Our class siblings in Yemen and Syria have suffered years of the new “wars without end” as different capitalist interests supervise the slaughters to further the interests of their own factions.


“Masters of war” and their cheerleaders


Starr’s lyrics have stood the test of time. Since he sang it during the height of USA’s involvement in Vietnam there have been dozens of wars where workers suffer in the interests of capitalists and their states. In that half century of suffering the warring murder machines have never been short of friends to back their violence.


Across the political spectrum, clever commentators sit well away from the mayhem proclaiming which gang of cutthroats should be supported. Every trick around the concept of “just war” has been churned out to support one or other side whenever the horrors of war start. They pontificate, we suffer!


And so to Russia/Ukraine


The media owned by US, European etc. capital has been full of talk of imminent warfare as have the politicians.
Ever since the breakup of the Soviet Union tensions have existed between the cliques that have emerged to own and control capital in place of the previous party/state machine. With Putin at its head, Russia has struggled to reassert itself as a “Great Power”, and land grabs have resulted in Crimea and areas in the Donbas region switching from Ukrainian to Russian control. The preference of the Ukrainian ruling class to seek more economic links with the European Union runs counter to Russia’s strategy.


Recent weeks have seen armaments being sent from the UK and the EU to Ukraine, while Russian troops amass on the border and carry out “exercises” in Belarus. Before the next round of blood letting has begun, the first “shots” in modern warfare were fired with the hacking and disruption of a big portion of Ukrainian state communications.


Workers’ power in action


It’s definitely not easy, but we can disrupt the bosses’ wars. Draft resistance, strikes, boycotting of armament shipments, and resistance to wartime work speedups have all been weapons in our working class armoury. In Britain, working class direct action forced the night time opening of the London Underground to give working class families some protection from the bombing in 1940. “Lest we forget” the first great imperialist slaughter was brought to an end by strikes, mutinies and revolutions. But working class resistance against the war machine is not only something of the past, as for example the dock workers collective in Genoa demonstrated recently when they refused to process ships that carry arms for the global killing fields.

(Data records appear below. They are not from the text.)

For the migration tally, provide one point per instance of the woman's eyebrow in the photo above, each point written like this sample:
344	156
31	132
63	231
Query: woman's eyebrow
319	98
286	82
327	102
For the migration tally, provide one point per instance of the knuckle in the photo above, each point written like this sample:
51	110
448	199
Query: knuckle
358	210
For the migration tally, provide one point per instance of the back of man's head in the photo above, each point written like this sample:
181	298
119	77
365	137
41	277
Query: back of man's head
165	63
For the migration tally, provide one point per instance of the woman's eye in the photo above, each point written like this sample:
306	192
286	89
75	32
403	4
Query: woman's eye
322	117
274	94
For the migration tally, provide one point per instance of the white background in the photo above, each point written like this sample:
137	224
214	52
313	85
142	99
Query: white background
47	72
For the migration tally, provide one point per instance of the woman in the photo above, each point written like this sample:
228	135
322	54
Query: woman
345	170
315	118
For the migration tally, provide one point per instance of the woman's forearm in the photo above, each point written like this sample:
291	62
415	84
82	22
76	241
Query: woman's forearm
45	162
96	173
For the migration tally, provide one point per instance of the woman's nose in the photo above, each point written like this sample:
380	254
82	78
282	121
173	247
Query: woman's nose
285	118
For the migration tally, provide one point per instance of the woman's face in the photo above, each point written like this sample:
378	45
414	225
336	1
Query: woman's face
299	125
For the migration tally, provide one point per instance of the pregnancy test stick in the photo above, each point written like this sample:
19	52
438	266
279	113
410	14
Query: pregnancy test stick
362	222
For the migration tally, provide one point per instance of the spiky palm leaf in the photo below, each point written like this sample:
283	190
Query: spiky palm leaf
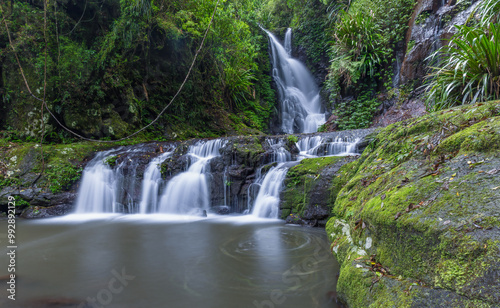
470	70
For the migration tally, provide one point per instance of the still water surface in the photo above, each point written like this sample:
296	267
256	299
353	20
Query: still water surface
170	261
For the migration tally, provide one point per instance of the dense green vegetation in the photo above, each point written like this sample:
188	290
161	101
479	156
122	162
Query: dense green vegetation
111	67
469	69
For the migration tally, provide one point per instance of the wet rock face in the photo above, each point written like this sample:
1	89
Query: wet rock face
432	24
307	196
230	176
416	220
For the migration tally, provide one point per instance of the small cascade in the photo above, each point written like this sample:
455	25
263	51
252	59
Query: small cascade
341	146
266	203
97	192
151	185
188	192
297	91
288	41
122	180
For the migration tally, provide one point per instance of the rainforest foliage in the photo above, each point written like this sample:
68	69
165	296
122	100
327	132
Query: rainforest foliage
111	66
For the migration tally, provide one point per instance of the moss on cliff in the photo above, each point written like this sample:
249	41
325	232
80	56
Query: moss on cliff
425	195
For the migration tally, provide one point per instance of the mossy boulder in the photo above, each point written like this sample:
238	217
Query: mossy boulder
306	196
417	223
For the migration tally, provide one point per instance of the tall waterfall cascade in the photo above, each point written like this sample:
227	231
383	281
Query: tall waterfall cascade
297	91
188	191
97	193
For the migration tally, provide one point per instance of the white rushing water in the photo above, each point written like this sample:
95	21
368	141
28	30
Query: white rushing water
151	184
267	201
97	192
297	91
116	189
188	192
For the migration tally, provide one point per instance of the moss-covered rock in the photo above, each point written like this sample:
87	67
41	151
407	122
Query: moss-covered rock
307	192
422	201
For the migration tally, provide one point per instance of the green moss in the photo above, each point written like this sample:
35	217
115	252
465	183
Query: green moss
299	181
354	285
110	161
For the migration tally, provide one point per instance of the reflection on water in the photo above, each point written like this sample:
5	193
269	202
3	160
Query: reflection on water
165	261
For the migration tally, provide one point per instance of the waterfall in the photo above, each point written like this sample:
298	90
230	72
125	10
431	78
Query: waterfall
297	91
97	192
288	41
342	146
188	191
267	202
151	184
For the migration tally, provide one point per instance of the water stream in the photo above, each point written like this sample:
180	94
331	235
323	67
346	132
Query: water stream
297	90
188	192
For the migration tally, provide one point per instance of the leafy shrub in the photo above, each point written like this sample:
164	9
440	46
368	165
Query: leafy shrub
470	70
489	10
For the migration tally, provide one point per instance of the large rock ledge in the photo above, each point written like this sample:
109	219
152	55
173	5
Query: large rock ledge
53	193
416	220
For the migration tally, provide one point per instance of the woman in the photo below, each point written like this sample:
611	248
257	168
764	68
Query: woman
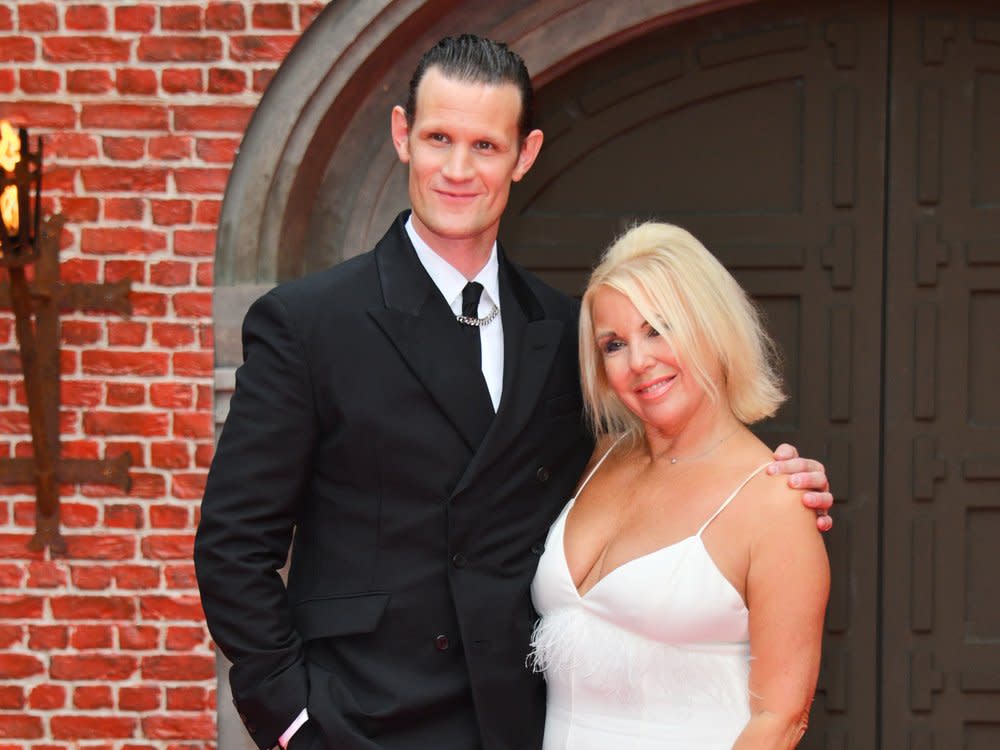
682	589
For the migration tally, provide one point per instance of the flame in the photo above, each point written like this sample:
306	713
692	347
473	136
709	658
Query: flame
10	155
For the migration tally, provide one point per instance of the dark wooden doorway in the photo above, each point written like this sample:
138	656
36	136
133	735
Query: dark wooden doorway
843	159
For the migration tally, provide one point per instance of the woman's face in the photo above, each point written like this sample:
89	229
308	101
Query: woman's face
641	365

It might just be smaller groups of workers with the power to have such an influence, but they are quickly isolated without more popular, and international support. This is why it’s more important than ever that workers build and maintain our internationalist connections. Struggles that remain isolated nationally can always be repressed by external military help (see Russia’s response to the uprising recently in Kazakhstan). Currently capitalism is pushing workers around the world to the appalling realities of surviving in, or escaping from, war zones. The whole question of realising practical international solidarity is vital and pressing.